What is an Energy Audit?
An Energy Audit is conducted by a qualified energy professional who is able to analyse energy usage at your business. An Energy Audit can be conducted at Level 1, 2 or 3 (AS3598).
For example, a Level 2 audit comprises of:
- An analysis of the historical energy consumption – using a minimum of 24 months of data.
- A tariff analysis to ensure that the business is on the tariff which matches their energy usage.
- An on-site inspection of the business to obtain a checklist of equipment and appliances.
- A staff survey to ascertain the usage pattern of the equipment and appliances, and obtain an understanding of the work processes.
- An audit report with recommendations on actions which can be taken to reduce energy use, and/or change their tariff.
For a medium-sized business, such as Goodwill Engineering, with a number of heavy duty equipment and mixed activities, a Level 2 audit is the most appropriate. For small businesses, a Level 1 walkthrough audit may be sufficient.

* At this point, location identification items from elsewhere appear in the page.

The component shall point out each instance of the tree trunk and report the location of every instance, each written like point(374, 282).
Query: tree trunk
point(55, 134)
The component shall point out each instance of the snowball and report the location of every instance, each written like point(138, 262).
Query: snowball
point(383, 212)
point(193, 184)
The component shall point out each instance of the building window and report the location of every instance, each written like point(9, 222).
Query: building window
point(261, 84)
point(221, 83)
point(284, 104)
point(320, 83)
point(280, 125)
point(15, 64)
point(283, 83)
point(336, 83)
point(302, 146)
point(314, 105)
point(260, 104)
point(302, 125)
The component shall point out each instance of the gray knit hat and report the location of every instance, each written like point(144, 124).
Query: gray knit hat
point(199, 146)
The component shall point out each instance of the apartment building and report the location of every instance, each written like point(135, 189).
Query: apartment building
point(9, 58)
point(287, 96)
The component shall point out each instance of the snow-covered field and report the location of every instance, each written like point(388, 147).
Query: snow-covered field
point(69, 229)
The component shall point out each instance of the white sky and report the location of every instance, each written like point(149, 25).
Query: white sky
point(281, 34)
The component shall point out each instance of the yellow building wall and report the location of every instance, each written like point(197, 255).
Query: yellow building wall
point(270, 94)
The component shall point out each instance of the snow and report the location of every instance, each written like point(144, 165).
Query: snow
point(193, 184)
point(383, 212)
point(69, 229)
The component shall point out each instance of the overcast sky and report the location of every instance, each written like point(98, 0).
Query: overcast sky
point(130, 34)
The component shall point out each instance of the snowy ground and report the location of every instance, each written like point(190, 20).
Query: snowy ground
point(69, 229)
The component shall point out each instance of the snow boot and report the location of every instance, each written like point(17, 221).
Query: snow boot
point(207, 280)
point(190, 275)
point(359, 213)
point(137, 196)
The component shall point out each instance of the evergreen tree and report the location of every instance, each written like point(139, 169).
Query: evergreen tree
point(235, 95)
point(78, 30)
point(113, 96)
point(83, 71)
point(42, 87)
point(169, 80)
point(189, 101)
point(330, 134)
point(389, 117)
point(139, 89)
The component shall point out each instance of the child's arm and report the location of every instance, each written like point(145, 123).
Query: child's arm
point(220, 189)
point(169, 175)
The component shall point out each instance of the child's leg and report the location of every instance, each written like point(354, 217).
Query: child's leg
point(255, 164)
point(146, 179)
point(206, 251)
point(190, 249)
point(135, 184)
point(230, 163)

Why do businesses need an Energy Audit?
No two businesses are the same. The energy issues at one engineering firm would be different to the next. An energy audit is the FIRST STEP toward carbon reduction, through better energy efficiency. It serves to identify the major areas of energy use at your business, so that actions can be targeted. This way, your business gets the most "bang for buck" for any investment made to improve energy efficiency,
An energy consultant will give you independent advice, whereas a lighting consultant will try and sell you energy efficient lighting, and a compressor company will tell you to upgrade your equipment. An independent energy audit will give you a full picture of your business' energy use, allowing you to make the most cost-effective decisions.
How to take actions after an Energy Audit?
An important component of an Audit report is the list of actions you can take to reduce energy use. The list should comprise of behavioural and practice changes, as well as technology changes.
Read the report thoroughly, and discuss with your management and staff about prioritizing actions. Set yourselves short-term and long-term targets, and start tracking your energy use.
Make sure everyone is on board your Energy Efficiency/Carbon Reduction program. You need to communicate with your staff and explain what you are trying to achieve. Raise their awareness and tell them what they can do to help – this can be incorporated into staff induction and training.
You can also engage the Energy Consultant to help you take actions. They can assist with action prioritization and staff training, as well as sourcing reputable suppliers of goods and services.
How to choose a good Energy Consultant?
A good Energy Consultant is "worth their weight in gold", but they're hard to find. They should have tertiary and professional training, and have an in-depth knowledge of energy issues, tariff structures and energy efficient technologies. They should be able to provide an Audit report that is easily understood, complete with a comprehensive list of recommendations. Ideally, the list should be sorted following a cost-benefit analysis.
Choose an independent consultant, that is, one who is not part of a company trying to sell you their products. The best way to find a reputable Energy Consultant is through referral from a business associate, or through your industry association. If they did not come recommended, you can ask to see one of their past Energy Audit reports to check their quality of work, or ask for a reference from a recent client.